Three months ago, on February 10, I lost a friend. Malta lost a prolific artist of great talent.

Born and bred in Valletta, Charles Cassar (pictured) began his artistic training at the Malta School of Art in Valletta from where he obtained a four-year scholarship to further his art studies in England, at Croydon College of Art. He was later admitted at the Accademia di Belle Arti in Rome from where he was awarded the Diploma di Licenza and the Medaglia D’Oro.

In 1968, he came back to Malta to continue his career in teaching art and held his first personal exhibition in 1969 at the Museum of Archaeology in Valletta. From then on, he never looked back with exhibitions of his work in Malta and abroad in several countries.

His dual role – that of teaching art and of being an artist of note himself was the hallmark of his life. Even after retiring from the Education Department where his career ended as a headmaster, he continued teaching art in his studio in Kappara.

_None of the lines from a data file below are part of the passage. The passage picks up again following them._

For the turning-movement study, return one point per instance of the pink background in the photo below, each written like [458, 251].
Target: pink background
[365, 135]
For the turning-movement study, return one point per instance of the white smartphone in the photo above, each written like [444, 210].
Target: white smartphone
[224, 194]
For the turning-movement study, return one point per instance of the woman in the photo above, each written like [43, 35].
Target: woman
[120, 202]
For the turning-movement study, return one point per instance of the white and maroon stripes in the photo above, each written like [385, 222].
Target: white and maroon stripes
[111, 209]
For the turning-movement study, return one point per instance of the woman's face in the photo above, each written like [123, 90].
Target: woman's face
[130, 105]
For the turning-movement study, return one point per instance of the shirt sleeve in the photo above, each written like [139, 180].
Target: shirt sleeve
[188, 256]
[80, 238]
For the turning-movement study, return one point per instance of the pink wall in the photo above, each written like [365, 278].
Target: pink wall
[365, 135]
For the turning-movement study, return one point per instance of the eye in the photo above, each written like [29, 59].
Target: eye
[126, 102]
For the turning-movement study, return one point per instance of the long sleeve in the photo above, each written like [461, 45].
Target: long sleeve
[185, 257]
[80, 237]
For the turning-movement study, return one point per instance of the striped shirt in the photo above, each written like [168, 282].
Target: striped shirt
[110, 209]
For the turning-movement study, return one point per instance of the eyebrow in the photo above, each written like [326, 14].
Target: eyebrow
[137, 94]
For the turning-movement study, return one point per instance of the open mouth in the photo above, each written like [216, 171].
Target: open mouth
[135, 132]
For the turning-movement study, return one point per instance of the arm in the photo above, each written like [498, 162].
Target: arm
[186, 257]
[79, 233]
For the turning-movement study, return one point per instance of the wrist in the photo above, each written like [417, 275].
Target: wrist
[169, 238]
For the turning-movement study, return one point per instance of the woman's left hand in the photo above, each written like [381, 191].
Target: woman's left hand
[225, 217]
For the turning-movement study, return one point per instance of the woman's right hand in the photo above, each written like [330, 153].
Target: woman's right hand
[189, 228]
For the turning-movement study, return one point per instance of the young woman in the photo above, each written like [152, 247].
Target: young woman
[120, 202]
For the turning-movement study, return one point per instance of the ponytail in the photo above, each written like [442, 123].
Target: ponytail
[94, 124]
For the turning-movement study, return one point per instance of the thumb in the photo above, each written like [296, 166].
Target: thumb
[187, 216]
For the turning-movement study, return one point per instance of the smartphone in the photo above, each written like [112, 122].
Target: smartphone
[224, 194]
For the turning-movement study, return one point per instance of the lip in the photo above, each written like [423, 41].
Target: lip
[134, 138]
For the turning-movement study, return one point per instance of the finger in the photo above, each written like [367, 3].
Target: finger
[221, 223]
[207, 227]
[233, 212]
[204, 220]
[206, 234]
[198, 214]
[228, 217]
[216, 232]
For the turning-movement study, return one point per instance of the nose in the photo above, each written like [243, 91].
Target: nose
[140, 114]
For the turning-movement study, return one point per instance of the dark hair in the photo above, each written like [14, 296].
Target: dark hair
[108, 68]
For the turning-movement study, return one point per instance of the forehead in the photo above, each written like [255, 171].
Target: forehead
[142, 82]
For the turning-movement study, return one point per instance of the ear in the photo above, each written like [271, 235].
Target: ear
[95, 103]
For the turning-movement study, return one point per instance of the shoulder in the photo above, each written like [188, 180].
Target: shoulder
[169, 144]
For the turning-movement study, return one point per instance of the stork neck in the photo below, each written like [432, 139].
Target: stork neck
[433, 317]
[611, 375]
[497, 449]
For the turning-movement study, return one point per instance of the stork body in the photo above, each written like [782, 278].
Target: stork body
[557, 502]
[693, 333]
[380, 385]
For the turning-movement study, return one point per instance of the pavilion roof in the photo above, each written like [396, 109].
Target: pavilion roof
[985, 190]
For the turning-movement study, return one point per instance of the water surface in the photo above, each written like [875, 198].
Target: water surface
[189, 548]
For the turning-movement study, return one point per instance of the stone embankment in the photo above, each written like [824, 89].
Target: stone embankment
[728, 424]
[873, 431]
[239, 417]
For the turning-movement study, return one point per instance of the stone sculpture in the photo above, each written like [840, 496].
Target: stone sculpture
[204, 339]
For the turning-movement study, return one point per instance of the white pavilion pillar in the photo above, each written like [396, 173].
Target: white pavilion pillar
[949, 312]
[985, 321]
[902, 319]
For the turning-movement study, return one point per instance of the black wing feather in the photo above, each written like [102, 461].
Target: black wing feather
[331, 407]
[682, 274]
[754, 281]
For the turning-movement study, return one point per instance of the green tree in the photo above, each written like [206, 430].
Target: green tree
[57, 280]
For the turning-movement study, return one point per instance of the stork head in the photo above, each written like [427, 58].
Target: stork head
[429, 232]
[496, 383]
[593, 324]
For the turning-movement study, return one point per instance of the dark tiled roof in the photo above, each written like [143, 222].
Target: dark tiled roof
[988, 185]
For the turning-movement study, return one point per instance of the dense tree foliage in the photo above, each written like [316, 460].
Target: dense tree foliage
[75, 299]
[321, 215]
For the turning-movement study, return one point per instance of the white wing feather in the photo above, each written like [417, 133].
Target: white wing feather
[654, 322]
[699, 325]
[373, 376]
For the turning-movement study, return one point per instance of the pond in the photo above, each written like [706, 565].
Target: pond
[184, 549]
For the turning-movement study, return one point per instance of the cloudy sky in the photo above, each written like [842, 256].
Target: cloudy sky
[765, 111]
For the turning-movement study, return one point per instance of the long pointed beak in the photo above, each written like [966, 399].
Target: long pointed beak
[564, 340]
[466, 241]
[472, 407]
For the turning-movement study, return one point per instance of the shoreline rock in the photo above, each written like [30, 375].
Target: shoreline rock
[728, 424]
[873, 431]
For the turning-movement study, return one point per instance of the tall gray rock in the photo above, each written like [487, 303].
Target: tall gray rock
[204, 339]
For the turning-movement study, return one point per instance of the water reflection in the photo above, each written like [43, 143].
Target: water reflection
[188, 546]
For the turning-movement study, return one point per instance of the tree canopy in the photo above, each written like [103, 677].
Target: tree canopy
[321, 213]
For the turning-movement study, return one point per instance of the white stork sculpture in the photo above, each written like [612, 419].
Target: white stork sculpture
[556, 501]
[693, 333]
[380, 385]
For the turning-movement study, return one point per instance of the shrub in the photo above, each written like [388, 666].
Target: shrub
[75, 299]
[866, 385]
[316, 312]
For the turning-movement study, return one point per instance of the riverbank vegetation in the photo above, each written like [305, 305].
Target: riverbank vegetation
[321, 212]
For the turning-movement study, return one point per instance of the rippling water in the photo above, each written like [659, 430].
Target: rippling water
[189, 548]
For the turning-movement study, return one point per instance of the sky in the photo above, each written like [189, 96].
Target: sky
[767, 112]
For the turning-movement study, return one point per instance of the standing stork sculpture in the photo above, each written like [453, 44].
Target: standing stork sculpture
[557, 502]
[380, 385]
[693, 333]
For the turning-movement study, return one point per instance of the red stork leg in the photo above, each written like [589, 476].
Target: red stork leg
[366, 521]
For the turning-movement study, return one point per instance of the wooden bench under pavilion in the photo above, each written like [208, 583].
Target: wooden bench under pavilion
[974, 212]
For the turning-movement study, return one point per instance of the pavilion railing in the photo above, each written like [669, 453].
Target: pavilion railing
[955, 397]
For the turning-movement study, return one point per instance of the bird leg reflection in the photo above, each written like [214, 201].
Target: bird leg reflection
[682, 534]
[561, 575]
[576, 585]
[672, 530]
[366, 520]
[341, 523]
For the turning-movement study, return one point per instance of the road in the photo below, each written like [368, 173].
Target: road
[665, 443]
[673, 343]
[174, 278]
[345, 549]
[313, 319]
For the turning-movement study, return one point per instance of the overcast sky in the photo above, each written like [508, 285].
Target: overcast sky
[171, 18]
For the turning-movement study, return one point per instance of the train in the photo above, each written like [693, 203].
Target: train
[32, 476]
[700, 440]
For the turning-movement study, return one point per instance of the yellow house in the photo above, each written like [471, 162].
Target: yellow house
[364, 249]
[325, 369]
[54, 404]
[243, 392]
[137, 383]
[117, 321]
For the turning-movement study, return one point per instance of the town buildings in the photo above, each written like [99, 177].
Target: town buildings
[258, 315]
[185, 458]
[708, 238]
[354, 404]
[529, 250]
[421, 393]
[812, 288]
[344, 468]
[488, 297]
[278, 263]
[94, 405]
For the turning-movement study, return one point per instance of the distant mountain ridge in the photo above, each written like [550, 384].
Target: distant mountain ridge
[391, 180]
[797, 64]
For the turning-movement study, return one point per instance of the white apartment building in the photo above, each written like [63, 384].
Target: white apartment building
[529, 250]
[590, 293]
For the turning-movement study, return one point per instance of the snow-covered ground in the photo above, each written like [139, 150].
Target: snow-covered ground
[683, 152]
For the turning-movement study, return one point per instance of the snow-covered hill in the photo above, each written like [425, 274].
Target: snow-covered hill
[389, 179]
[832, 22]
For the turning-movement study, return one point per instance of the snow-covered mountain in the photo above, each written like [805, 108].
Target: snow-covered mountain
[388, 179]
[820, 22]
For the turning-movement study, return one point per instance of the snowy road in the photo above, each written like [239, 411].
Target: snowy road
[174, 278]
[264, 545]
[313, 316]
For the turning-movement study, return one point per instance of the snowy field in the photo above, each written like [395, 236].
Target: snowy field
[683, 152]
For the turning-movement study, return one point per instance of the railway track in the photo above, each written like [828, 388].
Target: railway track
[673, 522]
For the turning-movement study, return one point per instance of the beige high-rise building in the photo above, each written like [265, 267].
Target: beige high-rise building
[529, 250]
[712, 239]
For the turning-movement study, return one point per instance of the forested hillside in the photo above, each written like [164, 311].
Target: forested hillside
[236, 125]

This is not an accolade for Charles’s artistic talents. Many others, who are certainly more qualified than me in this respect, have done that and will probably keep on doing it; admiring his daring use of vibrant colours and his permanent quest seeking originality in the use of different materials.

Besides his artistic talent, there were other aspects of his personality that intrigued me. Much like me, he was highly opinionated and many a time we had to agree to disagree.

We met regularly as part of a group of friends, together arguing jovially on anything under the sun and beyond, as we were actually doing barely two weeks before his sudden and premature demise.

He rarely shifted from his position, whether it was on the Maltese or Italian political scene or his beloved football club, Milan.

In fact, for a number of years he served as president of the Milan Supporters Club in Malta: one of those secondary roles in his life that made him such an all-rounder.

His direct experience in Malta’s education set-up – first as teacher and later as assistant head in a girls’ Lyceum and head of a boys’ secondary school – gave him an uncanny understanding of childhood and youth problems, parental idiosyncrasies, official bureaucracy and all the other pitfalls that afflict our education system.

Discussions about this subject never lacked interesting anecdotes, of course.

Today Charles no longer meets us. The group of friends in which he was so much part of the scene still meets, but his absence is palpable. His loving wife, Rita, is always welcome and together we try to overcome the grief his tragic loss, while keeping his memory alive.